Editing CommunityData:Hyak Spark

[https://en.wikipedia.org/wiki/Apache_Spark Apache Spark] is a powerful system for writing programs that deal with large datasets. The most likely reason for using Spark on Hyak is that you run into memory limitations when building variables. For example suppose you want to compute:  

* The number of prior edits a Wikipedia editor has made, for every editor and every edit.
* The number of views for every Wikipedia page for every month and every edit. 
* The number of times every Reddit user has commented on every thread on every subreddit for every week.

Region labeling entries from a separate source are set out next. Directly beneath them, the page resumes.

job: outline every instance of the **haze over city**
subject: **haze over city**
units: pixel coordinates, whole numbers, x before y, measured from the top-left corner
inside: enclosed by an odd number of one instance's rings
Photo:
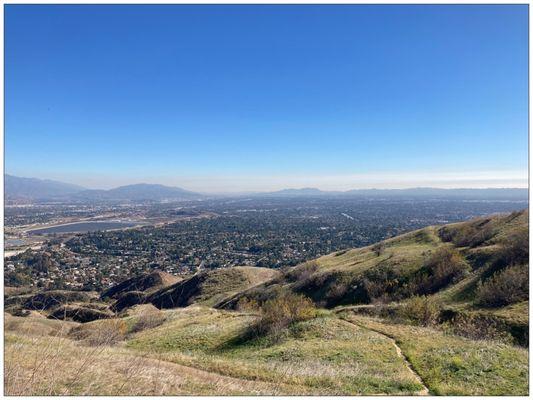
[[[526,187],[525,7],[10,6],[6,172]]]

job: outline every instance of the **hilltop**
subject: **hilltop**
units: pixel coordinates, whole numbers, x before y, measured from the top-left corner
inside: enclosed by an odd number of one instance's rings
[[[525,210],[280,271],[147,274],[100,298],[10,290],[6,392],[525,395],[528,243]]]

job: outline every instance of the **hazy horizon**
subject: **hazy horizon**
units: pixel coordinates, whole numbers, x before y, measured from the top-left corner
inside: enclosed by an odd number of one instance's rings
[[[7,172],[6,172],[7,173]],[[112,179],[101,177],[89,179],[62,179],[55,176],[23,176],[23,178],[50,179],[83,186],[87,189],[112,189],[118,186],[148,183],[176,186],[200,193],[253,193],[283,189],[316,188],[324,191],[347,191],[356,189],[412,189],[430,187],[436,189],[496,189],[528,188],[527,174],[494,171],[480,172],[470,177],[460,173],[448,174],[358,174],[351,176],[293,176],[293,177],[139,177],[138,179]],[[415,178],[415,179],[413,179]],[[244,189],[243,189],[244,188]]]
[[[6,5],[5,169],[200,192],[526,187],[527,32],[526,5]]]

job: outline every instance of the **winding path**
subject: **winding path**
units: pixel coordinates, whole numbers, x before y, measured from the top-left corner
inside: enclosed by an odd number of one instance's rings
[[[391,344],[394,346],[394,349],[396,350],[396,354],[398,354],[398,357],[400,357],[403,360],[405,366],[407,367],[407,369],[409,370],[411,375],[418,381],[418,383],[420,383],[423,386],[423,389],[420,390],[419,392],[417,392],[416,395],[418,395],[418,396],[428,396],[430,394],[427,385],[424,383],[424,380],[418,374],[418,372],[416,372],[416,370],[413,367],[413,364],[411,364],[411,362],[407,359],[407,357],[403,353],[403,351],[400,348],[400,346],[398,346],[398,343],[396,343],[396,339],[394,339],[394,337],[392,337],[390,335],[387,335],[386,333],[377,331],[375,329],[371,329],[371,328],[369,328],[369,327],[367,327],[367,326],[365,326],[363,324],[359,324],[357,322],[354,322],[354,321],[351,321],[349,319],[346,319],[346,318],[344,318],[342,316],[339,316],[339,318],[341,320],[345,321],[345,322],[348,322],[349,324],[352,324],[352,325],[358,327],[358,328],[366,329],[368,331],[375,332],[375,333],[377,333],[379,335],[382,335],[382,336],[385,336],[387,339],[389,339]]]

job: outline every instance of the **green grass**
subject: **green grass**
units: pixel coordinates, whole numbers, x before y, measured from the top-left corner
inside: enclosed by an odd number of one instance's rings
[[[169,323],[140,333],[128,346],[238,378],[296,385],[301,394],[409,394],[422,389],[387,338],[328,314],[300,322],[273,341],[246,340],[252,315],[198,307],[172,313]]]
[[[528,351],[524,348],[361,316],[349,318],[393,337],[433,394],[528,394]]]

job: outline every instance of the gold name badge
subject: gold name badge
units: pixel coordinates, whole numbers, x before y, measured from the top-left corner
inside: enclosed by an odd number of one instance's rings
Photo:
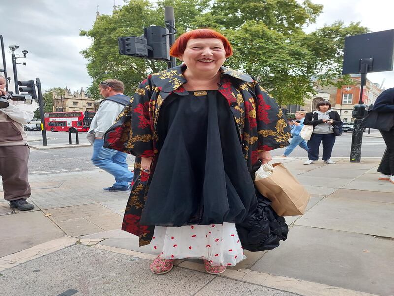
[[[195,96],[206,96],[206,91],[195,91],[194,92]]]

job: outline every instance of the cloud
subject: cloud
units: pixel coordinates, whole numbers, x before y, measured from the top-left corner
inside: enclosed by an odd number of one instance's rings
[[[301,1],[301,0],[299,0]],[[325,23],[329,24],[343,20],[345,23],[361,21],[361,25],[373,31],[392,29],[394,1],[375,0],[312,0],[324,5],[323,13],[314,30]],[[22,56],[22,50],[29,51],[26,66],[17,66],[19,80],[41,79],[44,90],[67,85],[72,91],[89,86],[91,79],[86,68],[87,61],[80,54],[91,40],[80,37],[80,30],[89,30],[96,18],[96,5],[101,14],[111,14],[112,0],[75,1],[63,0],[12,0],[2,1],[1,33],[7,49],[8,76],[12,76],[11,54],[8,47],[19,45],[16,53]],[[122,4],[117,0],[117,4]],[[394,72],[389,71],[368,74],[368,78],[380,83],[386,78],[385,86],[394,87]],[[13,78],[10,89],[13,89]]]

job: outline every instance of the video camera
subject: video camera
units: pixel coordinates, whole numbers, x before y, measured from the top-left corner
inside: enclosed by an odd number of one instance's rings
[[[9,106],[9,100],[12,101],[23,101],[25,104],[30,105],[33,102],[33,99],[29,94],[17,95],[7,93],[6,95],[0,96],[0,109],[6,108]]]

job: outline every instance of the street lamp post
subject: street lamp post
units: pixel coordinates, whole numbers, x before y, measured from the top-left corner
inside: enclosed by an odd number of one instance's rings
[[[26,63],[17,63],[17,59],[26,59],[26,55],[29,52],[27,50],[22,50],[22,53],[23,54],[23,57],[15,56],[15,50],[19,48],[18,45],[10,45],[8,46],[12,51],[11,57],[12,57],[12,69],[14,70],[14,84],[15,86],[15,93],[17,95],[19,94],[19,91],[18,89],[18,74],[16,70],[16,64],[19,64],[20,65],[24,65],[26,66]]]

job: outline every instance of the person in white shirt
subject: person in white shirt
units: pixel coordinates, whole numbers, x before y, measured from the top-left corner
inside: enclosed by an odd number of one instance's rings
[[[93,145],[92,162],[115,177],[115,182],[112,186],[103,188],[104,191],[129,192],[133,174],[128,168],[127,154],[102,146],[105,132],[114,124],[130,98],[123,94],[123,82],[118,80],[101,81],[98,87],[105,99],[101,102],[86,135],[88,140]]]
[[[0,95],[6,92],[5,78],[0,75]],[[9,105],[0,109],[0,175],[4,198],[10,206],[20,211],[34,208],[26,199],[30,196],[28,161],[30,149],[23,124],[33,119],[34,112],[25,108],[23,102],[9,100]]]

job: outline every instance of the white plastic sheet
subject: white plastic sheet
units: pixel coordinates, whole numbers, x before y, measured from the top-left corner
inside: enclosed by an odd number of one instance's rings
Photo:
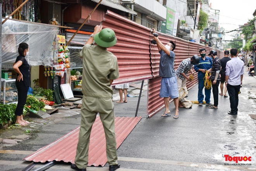
[[[2,68],[12,67],[22,42],[29,45],[26,59],[30,66],[52,66],[54,59],[57,58],[58,31],[50,25],[8,20],[2,26]]]

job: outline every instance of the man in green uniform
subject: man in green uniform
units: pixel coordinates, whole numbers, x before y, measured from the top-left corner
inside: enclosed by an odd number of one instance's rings
[[[102,26],[95,27],[80,53],[83,58],[83,96],[75,164],[71,165],[71,168],[80,171],[86,171],[90,135],[98,113],[105,131],[109,170],[115,171],[120,167],[116,153],[113,90],[111,86],[113,80],[119,77],[119,73],[116,57],[107,50],[107,48],[115,45],[117,40],[112,30],[102,29]],[[91,45],[93,39],[96,46]]]

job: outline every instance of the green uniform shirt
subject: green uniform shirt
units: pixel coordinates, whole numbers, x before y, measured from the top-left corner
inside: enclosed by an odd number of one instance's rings
[[[119,77],[117,58],[107,48],[85,45],[80,52],[83,57],[82,93],[97,98],[111,98],[110,79]]]

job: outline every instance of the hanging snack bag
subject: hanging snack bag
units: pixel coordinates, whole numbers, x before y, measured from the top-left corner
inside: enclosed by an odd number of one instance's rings
[[[63,54],[62,53],[59,53],[58,54],[58,59],[62,59],[63,58],[63,57],[65,57],[63,55]]]
[[[66,68],[69,68],[70,67],[69,63],[66,63],[66,64],[65,64],[66,65]]]
[[[57,71],[56,72],[56,75],[62,78],[64,76],[64,71]]]
[[[55,65],[54,68],[55,68],[55,70],[60,70],[61,69],[63,69],[63,68],[64,68],[64,64],[61,64]]]
[[[65,63],[67,64],[67,63],[69,63],[69,59],[68,58],[66,58],[65,59]]]
[[[64,51],[65,52],[69,52],[69,50],[68,49],[67,46],[63,46],[63,48],[64,48]]]
[[[62,45],[59,45],[59,53],[62,53],[64,52],[63,47]]]
[[[58,63],[60,64],[60,63],[61,62],[63,62],[63,59],[58,59]]]

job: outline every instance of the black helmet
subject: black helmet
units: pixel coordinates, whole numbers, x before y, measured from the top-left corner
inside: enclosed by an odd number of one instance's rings
[[[199,62],[200,61],[200,58],[197,55],[194,55],[191,57],[191,59],[192,59],[191,64],[193,65],[198,65]]]
[[[210,55],[210,54],[217,55],[217,51],[215,50],[211,50],[211,52],[210,52],[210,53],[208,55]]]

You might try writing a program to build these variables using a data science tool like pandas in Python or data.table, or plyr in R.  These common data science tools are powerful, expressive, and fast, but do not work when data does not fit in memory.  When a table does not fit in memory, but the computation you want to do only requires operating on one row at a time (such as in a simple transformation or aggregation), you can often work around this limitation by writing a simple custom program that operates in a streaming fashion. However, when computation cannot be done one row at a time, such as in a sort, group by, or join a streaming solution will not work. In this case your options are limited. One option is writing bespoke code to perform the required operations and building variables. However, this can be technically challenging and time consuming work. Moreover, your eventual solution is likely to be relatively slow and difficult to extend or maintain compared to a solution build using Spark. A number of us (Nate, Jeremy, Kaylea) have all at some point written bespoke code for computing user-level variables on Wikipedia data. The infamous "million file problem" is a result from abusing the filesystem to perform a massive group by.   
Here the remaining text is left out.